Meskipun Tiongkok dan Rusia mempromosikan BRICS sebagai penyeimbang Amerika Serikat dan negara-negara G7, negara-negara anggota lainnya lebih berhati-hati. Negara-negara anggota berbeda secara signifikan dalam sistem politik mereka: India, Brasil, dan Afrika Selatan adalah negara demokrasi, sedangkan Tiongkok dan Rusia adalah negara otokrasi. Perbedaan-perbedaan ini dan lainnya menghalangi BRICS untuk bertindak sebagai entitas politik atau ekonomi yang bersatu.

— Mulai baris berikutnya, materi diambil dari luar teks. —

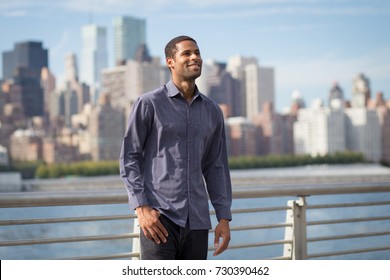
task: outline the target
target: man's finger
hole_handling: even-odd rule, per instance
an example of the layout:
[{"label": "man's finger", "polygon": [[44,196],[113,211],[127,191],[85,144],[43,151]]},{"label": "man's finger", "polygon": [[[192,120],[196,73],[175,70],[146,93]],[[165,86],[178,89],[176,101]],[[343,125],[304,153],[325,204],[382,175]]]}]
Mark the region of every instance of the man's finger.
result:
[{"label": "man's finger", "polygon": [[151,235],[151,238],[150,238],[151,240],[154,240],[154,242],[156,242],[157,244],[161,243],[159,233],[157,231],[155,231],[153,228],[149,229],[149,234]]},{"label": "man's finger", "polygon": [[144,233],[144,235],[145,235],[145,237],[146,237],[147,239],[152,239],[152,236],[150,235],[149,230],[143,228],[143,229],[142,229],[142,232]]},{"label": "man's finger", "polygon": [[[165,228],[164,228],[165,229]],[[154,240],[157,244],[160,244],[161,242],[167,242],[166,236],[164,233],[157,227],[157,226],[151,226],[143,229],[143,232],[146,236],[146,238],[150,240]],[[166,230],[165,230],[166,232]]]},{"label": "man's finger", "polygon": [[164,225],[160,222],[160,220],[158,220],[158,222],[156,223],[157,225],[157,228],[161,231],[161,233],[164,235],[164,237],[168,237],[168,231],[167,229],[164,227]]},{"label": "man's finger", "polygon": [[217,243],[214,243],[214,246],[216,247],[215,251],[214,251],[214,256],[217,256],[219,254],[221,254],[223,251],[226,250],[226,248],[228,247],[229,245],[229,242],[227,242],[226,239],[222,238],[222,242],[219,244],[219,242]]},{"label": "man's finger", "polygon": [[155,227],[153,227],[153,230],[154,232],[157,234],[158,238],[162,241],[162,242],[167,242],[167,239],[166,237],[168,236],[168,232],[167,230],[165,229],[165,227],[160,223],[160,221],[158,221],[158,223],[156,224]]}]

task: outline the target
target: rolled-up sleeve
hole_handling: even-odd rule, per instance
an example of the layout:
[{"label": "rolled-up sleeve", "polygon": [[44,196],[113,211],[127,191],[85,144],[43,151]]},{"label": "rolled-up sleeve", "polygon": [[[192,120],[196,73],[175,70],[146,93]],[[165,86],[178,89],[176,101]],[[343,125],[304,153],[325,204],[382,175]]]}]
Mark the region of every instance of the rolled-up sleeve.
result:
[{"label": "rolled-up sleeve", "polygon": [[129,205],[133,209],[148,205],[143,184],[143,147],[152,121],[150,107],[142,98],[134,104],[119,158],[120,175],[128,192]]}]

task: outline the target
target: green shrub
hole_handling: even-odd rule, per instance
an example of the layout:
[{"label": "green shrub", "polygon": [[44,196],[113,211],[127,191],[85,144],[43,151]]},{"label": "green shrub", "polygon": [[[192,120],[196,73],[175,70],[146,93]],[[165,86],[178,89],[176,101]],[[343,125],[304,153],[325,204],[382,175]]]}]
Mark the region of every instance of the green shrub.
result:
[{"label": "green shrub", "polygon": [[311,164],[347,164],[364,162],[364,156],[357,152],[337,152],[328,155],[267,155],[262,157],[241,156],[230,157],[230,169],[251,169],[303,166]]},{"label": "green shrub", "polygon": [[37,178],[60,178],[65,176],[101,176],[119,173],[118,161],[82,161],[67,164],[42,164],[35,173]]},{"label": "green shrub", "polygon": [[[303,166],[311,164],[349,164],[364,162],[364,156],[357,152],[337,152],[331,155],[267,155],[230,157],[231,169],[253,169]],[[0,171],[14,170],[22,173],[23,179],[60,178],[65,176],[103,176],[119,174],[118,161],[81,161],[66,164],[45,164],[44,162],[16,162]]]}]

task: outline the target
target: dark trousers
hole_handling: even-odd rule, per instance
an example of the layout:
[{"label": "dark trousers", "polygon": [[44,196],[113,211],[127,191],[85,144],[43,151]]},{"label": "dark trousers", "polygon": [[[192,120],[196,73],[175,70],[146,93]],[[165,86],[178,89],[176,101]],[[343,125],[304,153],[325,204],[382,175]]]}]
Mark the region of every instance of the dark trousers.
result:
[{"label": "dark trousers", "polygon": [[142,260],[206,260],[208,247],[208,230],[190,230],[187,222],[185,228],[176,225],[164,215],[160,222],[168,231],[167,242],[157,244],[147,239],[141,230]]}]

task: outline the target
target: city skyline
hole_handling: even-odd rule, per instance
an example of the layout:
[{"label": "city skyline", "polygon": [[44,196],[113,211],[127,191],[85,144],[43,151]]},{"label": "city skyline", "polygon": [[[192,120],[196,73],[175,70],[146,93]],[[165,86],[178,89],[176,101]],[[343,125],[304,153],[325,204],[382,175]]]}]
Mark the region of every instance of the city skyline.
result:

Srikanth Kondapalli, seorang profesor studi Tiongkok di Universitas Jawaharlal Nehru, mengemukakan bahwa Tiongkok menghadapi sejumlah masalah – seperti hambatan ekonomi, meningkatnya keterasingan dari Barat, ketidakpastian mengenai arah presiden AS berikutnya, dan sengketa wilayah di lingkungan tersebut. “Rusia menyambut baik kerja sama India dan Tiongkok. Hal ini akan memungkinkan kubu multipolar diperluas, sanksi dinetralkan, dan ketergantungan pada dolar AS sebagai mata uang cadangan berkurang,” kata Kondapalli kepada Babelpos.

Kerjasama di banyak bidang

Pertemuan antara Modi dan Xi di Kazan dapat membuka jalan bagi normalisasi dalam banyak hal, kata Sujan Chinoy, kepala Institut Studi dan Analisis Pertahanan Manohar Parrikar, dalam sebuah wawancara dengan Babelpos.

“Dimulainya kembali penerbangan langsung, penghapusan defisit perdagangan dan perluasan penerbitan visa antara India dan Tiongkok dapat berkontribusi secara signifikan terhadap normalisasi hubungan,” lanjut mantan diplomat tersebut. Kelompok BRICS mengizinkan India dan Tiongkok untuk berbagi forum politik satu sama lain. Hal ini juga berlaku sehubungan dengan prioritas pembangunan di wilayah selatan. Ia mengharapkan peran kepemimpinan dari kedua raksasa Asia tersebut.

“Dalam beberapa tahun terakhir, ruang kerja sama multilateral antara India dan Tiongkok telah menyusut. BRICS dan SCO dapat membantu kedua negara mendapatkan kembali landasan dalam isu-isu penting seperti kontra-terorisme, perubahan iklim dan reformasi lembaga-lembaga global,” kata Chinoy.